This experiment was conducted based on the basic framework of the Transformer Encoder–CNN–BiLSTM model, where only the type of activation function was adjusted while other hyperparameters, including the number of network layers, batch size and learning rate, were kept consistent. The prediction performance of the model with different activation functions was evaluated using three metrics: MAE, RMSE and R 2 , with the results presented in Table 4. The experimental results show that the LeakyReLU activation function achieves the optimal prediction performance, yielding the lowest corresponding RMSE (4.4434) and MAE (2.6562). ReLU exhibits slightly inferior prediction accuracy due to the occurrence of the dying ReLU problem to a certain extent. Although GELU and Swish enhance the fitting capability of the model, they increase the computational complexity, which results in longer training time and no significant improvement in prediction performance compared with LeakyReLU. Considering both prediction accuracy and training efficiency comprehensively, LeakyReLU is finally selected as the activation function for the proposed Transformer Encoder–CNN–BiLSTM hybrid model, which provides a reliable hyperparameter basis for the subsequent performance comparison and analysis of hybrid models.

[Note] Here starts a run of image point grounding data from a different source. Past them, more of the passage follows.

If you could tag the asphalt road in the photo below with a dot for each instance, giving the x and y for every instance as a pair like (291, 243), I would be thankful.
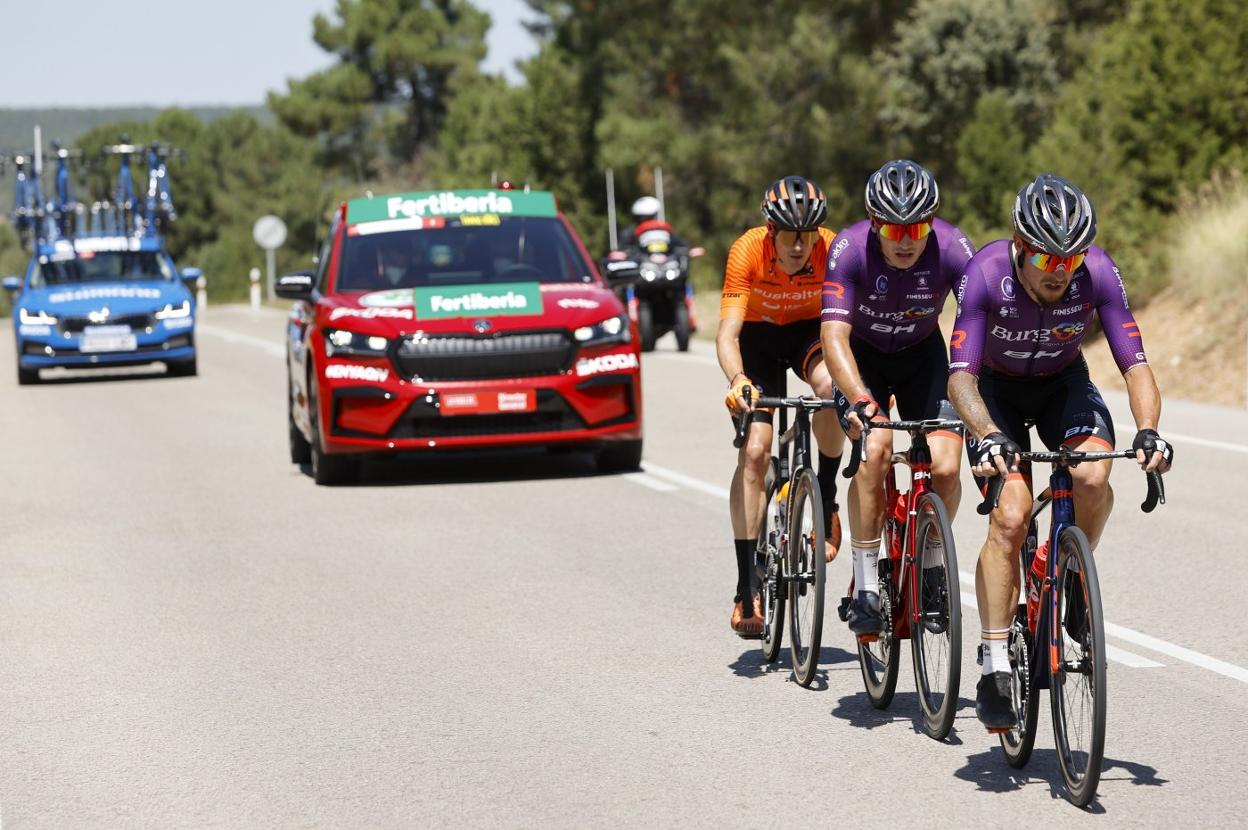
(196, 634)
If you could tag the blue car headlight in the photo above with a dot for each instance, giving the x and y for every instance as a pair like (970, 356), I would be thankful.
(613, 330)
(171, 312)
(340, 341)
(35, 317)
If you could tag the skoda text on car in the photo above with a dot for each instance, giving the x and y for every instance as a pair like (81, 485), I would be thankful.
(457, 320)
(102, 301)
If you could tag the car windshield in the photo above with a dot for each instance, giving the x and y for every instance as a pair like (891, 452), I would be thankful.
(469, 250)
(109, 266)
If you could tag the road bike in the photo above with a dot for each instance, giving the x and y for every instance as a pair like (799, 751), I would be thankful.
(789, 559)
(126, 206)
(920, 597)
(159, 204)
(1057, 639)
(63, 210)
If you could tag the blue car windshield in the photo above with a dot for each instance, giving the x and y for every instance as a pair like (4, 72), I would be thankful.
(109, 266)
(462, 251)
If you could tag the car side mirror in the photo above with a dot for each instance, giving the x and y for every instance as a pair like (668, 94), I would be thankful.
(295, 286)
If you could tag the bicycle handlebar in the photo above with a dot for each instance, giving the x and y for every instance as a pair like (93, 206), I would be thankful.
(805, 402)
(1070, 458)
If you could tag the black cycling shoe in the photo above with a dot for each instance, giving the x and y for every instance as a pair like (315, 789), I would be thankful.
(935, 600)
(994, 702)
(864, 614)
(1076, 619)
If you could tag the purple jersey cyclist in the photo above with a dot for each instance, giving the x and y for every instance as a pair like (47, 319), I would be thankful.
(886, 282)
(1025, 306)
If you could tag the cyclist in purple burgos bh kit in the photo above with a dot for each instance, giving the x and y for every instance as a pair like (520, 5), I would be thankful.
(1025, 306)
(886, 282)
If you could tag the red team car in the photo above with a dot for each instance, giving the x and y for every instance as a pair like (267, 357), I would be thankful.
(453, 321)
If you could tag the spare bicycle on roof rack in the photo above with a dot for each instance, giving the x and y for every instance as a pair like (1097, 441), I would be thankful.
(100, 287)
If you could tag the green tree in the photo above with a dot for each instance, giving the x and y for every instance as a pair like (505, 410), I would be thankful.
(399, 63)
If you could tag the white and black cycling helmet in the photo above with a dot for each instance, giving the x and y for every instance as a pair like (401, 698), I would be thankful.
(794, 204)
(645, 207)
(1055, 216)
(901, 192)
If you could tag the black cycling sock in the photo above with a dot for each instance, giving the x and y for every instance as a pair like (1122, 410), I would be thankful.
(744, 566)
(828, 468)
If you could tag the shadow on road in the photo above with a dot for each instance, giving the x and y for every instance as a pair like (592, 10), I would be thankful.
(472, 467)
(117, 375)
(859, 712)
(990, 773)
(751, 664)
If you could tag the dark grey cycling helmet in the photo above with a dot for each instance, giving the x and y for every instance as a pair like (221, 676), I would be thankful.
(1055, 216)
(901, 192)
(795, 204)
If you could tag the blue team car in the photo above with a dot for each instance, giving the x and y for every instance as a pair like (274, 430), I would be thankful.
(96, 301)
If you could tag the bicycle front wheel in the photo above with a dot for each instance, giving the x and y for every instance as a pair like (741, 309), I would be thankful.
(936, 637)
(806, 574)
(1077, 688)
(770, 568)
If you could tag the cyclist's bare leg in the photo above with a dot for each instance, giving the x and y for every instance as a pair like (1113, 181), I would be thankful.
(996, 574)
(946, 466)
(746, 497)
(1093, 497)
(830, 439)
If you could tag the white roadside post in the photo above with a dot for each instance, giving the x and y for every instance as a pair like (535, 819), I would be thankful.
(255, 288)
(270, 234)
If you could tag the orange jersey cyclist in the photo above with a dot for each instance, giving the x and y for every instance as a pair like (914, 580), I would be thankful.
(768, 325)
(1015, 360)
(887, 280)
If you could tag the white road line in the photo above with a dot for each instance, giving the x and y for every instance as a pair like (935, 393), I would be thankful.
(652, 482)
(688, 481)
(275, 350)
(1130, 429)
(1187, 655)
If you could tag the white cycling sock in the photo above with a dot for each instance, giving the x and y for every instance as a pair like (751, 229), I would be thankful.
(995, 643)
(866, 566)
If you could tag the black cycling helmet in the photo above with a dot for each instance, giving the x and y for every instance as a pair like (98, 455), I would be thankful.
(795, 204)
(901, 192)
(1055, 216)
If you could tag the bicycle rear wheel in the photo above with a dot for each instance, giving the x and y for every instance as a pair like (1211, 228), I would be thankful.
(1017, 743)
(881, 658)
(806, 574)
(770, 568)
(936, 637)
(1077, 689)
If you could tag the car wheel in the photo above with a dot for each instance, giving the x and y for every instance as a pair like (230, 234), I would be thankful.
(185, 368)
(620, 457)
(301, 451)
(327, 469)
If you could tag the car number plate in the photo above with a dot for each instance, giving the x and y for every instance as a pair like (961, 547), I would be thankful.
(107, 338)
(457, 403)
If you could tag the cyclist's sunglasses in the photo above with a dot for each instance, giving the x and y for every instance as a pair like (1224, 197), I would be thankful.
(896, 232)
(1051, 262)
(789, 239)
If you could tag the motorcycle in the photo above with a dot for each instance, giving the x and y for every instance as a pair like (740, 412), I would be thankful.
(653, 282)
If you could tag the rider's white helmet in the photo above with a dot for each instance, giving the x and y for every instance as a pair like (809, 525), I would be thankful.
(645, 207)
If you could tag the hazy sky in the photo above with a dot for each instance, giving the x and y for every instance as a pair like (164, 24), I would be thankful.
(225, 51)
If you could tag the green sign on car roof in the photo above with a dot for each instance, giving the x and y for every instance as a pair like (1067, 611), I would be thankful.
(451, 202)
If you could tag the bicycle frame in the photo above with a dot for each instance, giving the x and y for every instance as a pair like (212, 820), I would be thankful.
(904, 558)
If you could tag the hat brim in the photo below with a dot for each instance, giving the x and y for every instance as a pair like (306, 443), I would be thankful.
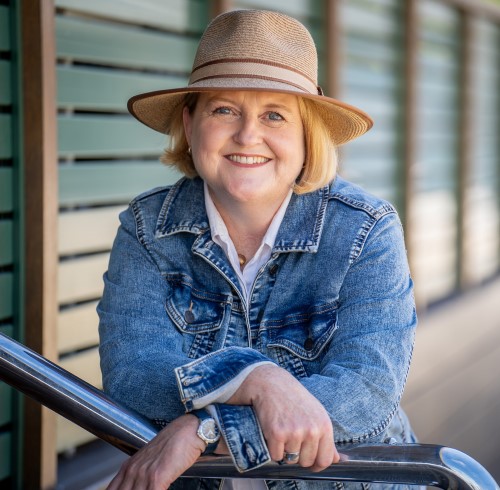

4.5. Model Robustness Verification

To verify the robustness of the model and address concerns about the sensitivity of deep learning models to random initialization, this study conducted five independent training and evaluation runs on the optimal model with LeakyReLU as the activation function. A distinct random seed (42, 100, 200, 300, 400) was adopted for each experiment to control the potential impact of parameter initialization on model performance.
As presented in Table 5, the model exhibited extremely high stability across all runs. Specifically, the model achieved an RMSE of 4.37 ± 0.21, an MAE of 2.59 ± 0.11, an R 2 of 0.974 ± 0.003, and an AQI grade prediction accuracy of 95.18% ± 0.36%. The standard deviation of all key metrics remained at an extremely low level, indicating that the model performance was insensitive to random initialization. This confirms that the results of a single run are highly representative, and the experimental conclusions possess statistical reliability and reproducibility.

5. Conclusions

In recent years, as the social economy has rapidly developed, people have become increasingly concerned about ecological and air quality issues. However, due to the influence of various factors, accurately determining the total concentration of future air pollutants is challenging. Using traditional methods to predict air quality is relatively costly and low in accuracy. However, deep learning methods have great significance in reducing prediction costs and improving prediction accuracy. In this research, we propose a unique and efficient hybrid model called Transformer Encoder–CNN–BiLSTM. The model accounts for the impact of various factors related to air pollutants and offers advantages in modeling long-range dependencies of time series, extracting local features, and capturing periodicity and seasonal trends in AQI. The model achieves favorable predictive performance in Shanghai and Beijing, two Chinese megacities with distinct climatic characteristics yet consistent national AQI standards and similar dominant pollutant structures. The results suggest that the model has potential applicability in other Chinese cities that follow the same AQI evaluation criteria and have analogous pollutant composition characteristics.
The future research can be primarily categorized into the following two aspects:
1.
To further account for the impact of natural disasters on AQI, future work may incorporate natural disaster prediction into the model to enable more accurate assessment of uncontrollable factors.
2.
Future studies should include data from cities around Shanghai to enhance air quality prediction by considering spatiotemporal factors.
3.
Future studies will integrate multi-source data, such as meteorological factors (wind speed, temperature, humidity), into the model to construct a comprehensive feature input, thus further improving the AQI prediction accuracy.

Author Contributions

Conceptualization, Z.S. and Q.Z.; methodology, G.C.; software, Z.S.; validation, Z.S. and G.C.; formal analysis, Q.Z.; investigation, Z.S.; resources, Z.S.; data curation, Z.S.; writing—original draft preparation, Z.S.; writing—review and editing, G.C.; visualization, Z.S.; supervision, G.C.; project administration, G.C.; funding acquisition, G.C. All authors have read and agreed to the published version of the manuscript.

Funding

This work was supported by the National Natural Science Foundation of China (No.62406258), Hubei Province Key Laboratory of Systems Science in Metallurgical Process (Wuhan University of Science and Technology) (No. Z202401) and the Hubei Key Laboratory of Intelligent Robot (Wuhan Institute of Technology) (No. HBIR202408).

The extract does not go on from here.